How much do software engineers make outside of the United States? - kingnothing
Do hackers outside of the US have an above average lifestyle?
======
bespin_condo
In the city I am in Brazil, I've seen companies that offer from R$2,500 to
R$4,500 per month gross (plus the legally required one month's bonus per
year), plus other random forms of compensation.

Factoring in taxes and union dues (mandatory one day's wage per month go to
the union) at USD 1.00=BRL 1.75 it comes out to US$14,000 to US$29,000 net.
Some fudging is involved because the exchange rates fluctuate, and I'm not
sure exactly about taxes (max marginal tax rate is 27%, plus random other
"social" taxes plus union dues)

Wages may be higher in bigger cities such as Sao Paulo, but the rent is also
higher.

Rent in the city I am in may come out to, I dunno, US$500/month rent in a
reasonably nearby nice area. I've seen ads for rooms for US$285 taped to
streetlights.

Overall its not bad, especially since companies will often pay a lunch per
diem that is enough to stuff your face at a pay by the pound buffet and are
legally required to pay for your bus fare to get to work.

This is for nice jobs where everything is done by the book. There are some
pretty lousy jobs where nobody follows the rules and the pay is awful but I
suspect that they are rare for computer programmers as opposed to say
construction workers or janitors.

As a lifestyle it compares favorably in some ways to paying 50% of gross in
taxes on a US$100,000 1099 contract job in New York City that involves
commuting over an hour from some s---hole in New Jersey. Been there, done
both.

------
ancymon
I think this might partially answer the question:
<http://www.worldsalaries.org/computerprogrammer.shtml>

compared with list like this:
[http://en.wikipedia.org/wiki/List_of_countries_by_average_wa...](http://en.wikipedia.org/wiki/List_of_countries_by_average_wage)

------
djhworld
It depends on what you define as above average. The minimum wage here in the
UK is £5.93 an hour, so just under £12,000 a year (roughly $18.5k).

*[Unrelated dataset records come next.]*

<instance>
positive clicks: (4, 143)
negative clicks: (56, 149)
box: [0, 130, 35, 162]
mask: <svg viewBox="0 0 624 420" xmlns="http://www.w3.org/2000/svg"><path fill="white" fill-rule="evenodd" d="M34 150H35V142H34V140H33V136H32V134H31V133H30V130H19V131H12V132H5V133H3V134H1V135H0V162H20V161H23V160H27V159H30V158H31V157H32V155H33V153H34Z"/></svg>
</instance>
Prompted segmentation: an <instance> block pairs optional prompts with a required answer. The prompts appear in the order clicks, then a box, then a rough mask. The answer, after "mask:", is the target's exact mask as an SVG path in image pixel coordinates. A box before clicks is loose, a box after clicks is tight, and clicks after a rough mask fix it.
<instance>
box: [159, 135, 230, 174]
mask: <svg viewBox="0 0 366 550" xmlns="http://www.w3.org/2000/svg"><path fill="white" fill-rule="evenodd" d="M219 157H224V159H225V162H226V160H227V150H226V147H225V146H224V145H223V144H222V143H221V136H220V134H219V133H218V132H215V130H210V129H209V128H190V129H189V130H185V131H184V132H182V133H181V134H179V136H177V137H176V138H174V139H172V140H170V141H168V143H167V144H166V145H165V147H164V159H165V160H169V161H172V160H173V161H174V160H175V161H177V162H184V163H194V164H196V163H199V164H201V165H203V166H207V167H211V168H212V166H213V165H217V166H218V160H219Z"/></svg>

The 'average' wage in the UK is somewhere around £24k-£26k (roughly
$37k-$40k).

For developers I'd say graduates start out at around £25k-£30k (roughly
$38.5k-$46k) and the wages start to middle out at around £35k-£50k(roughly
$54k-$77k) depending on your experience and seniority.

So in terms of 'above average' I'd say yes when in comparison to the rest of
the population, but only by a marginal amount. There are extreme cases in the
development sphere though - many developers who work in Finance will probably
earn a lot more than those working in a more 'average' development job.

------
nl
Australia (salaries converted to US$), for a developer who can actually
program

Graduate $45,000

2-5 years experience: $65-$80,000

Highest salary for pure programming: $110,000

A lot of development here is done contract basis. Rates range from $40/hour to
$100+/hour. Most good programmers with 2-5 years experience in a language in
demand (say Java or C#) get $60-80/hour.

Specialist skills & good negotiating will get you more, bad negotiation or
career planning will get you in a dead end position and you'll get less.

------
checoivan
Mexico. From 10K to 30K usd per year. Then substract ~30% in tax. 50K if it is
a very very senior job.

Life is a lot cheaper though. Still, engineering isn't very well paid back
there, and options to work on something awesome are way more limited. Most
options are consulting, business apps, or move outside to work for a cool
company.

------
swix
Here in Costa Rica it varies a lot between working for government or private
companies, but a good salary for software development .NET, Java etc with
experience is around USD $2500 per month, entry level or recently graduated
around 1500-2000$ per month.

------
GeneralMaximus
In India you stand to make between USD10k to USD12k annually if you go to work
for a sweatshop (HCL, Infosys, TCS) straight out of college. This, I believe,
is the lower limit. No idea about the upper limit.

------
iworkforthem
In Singapore, it start from 25,223.88 USD provided if you are a degree
graduate. It varies a lot depending whether you work in a MNC or SME.

------
thdn
Here in Bolivia - South America, Software Engineers make between 10,000 and
12,000 $us. annually

------
iampims
In France, senior software engineers usually make between €50,000 & €60,000.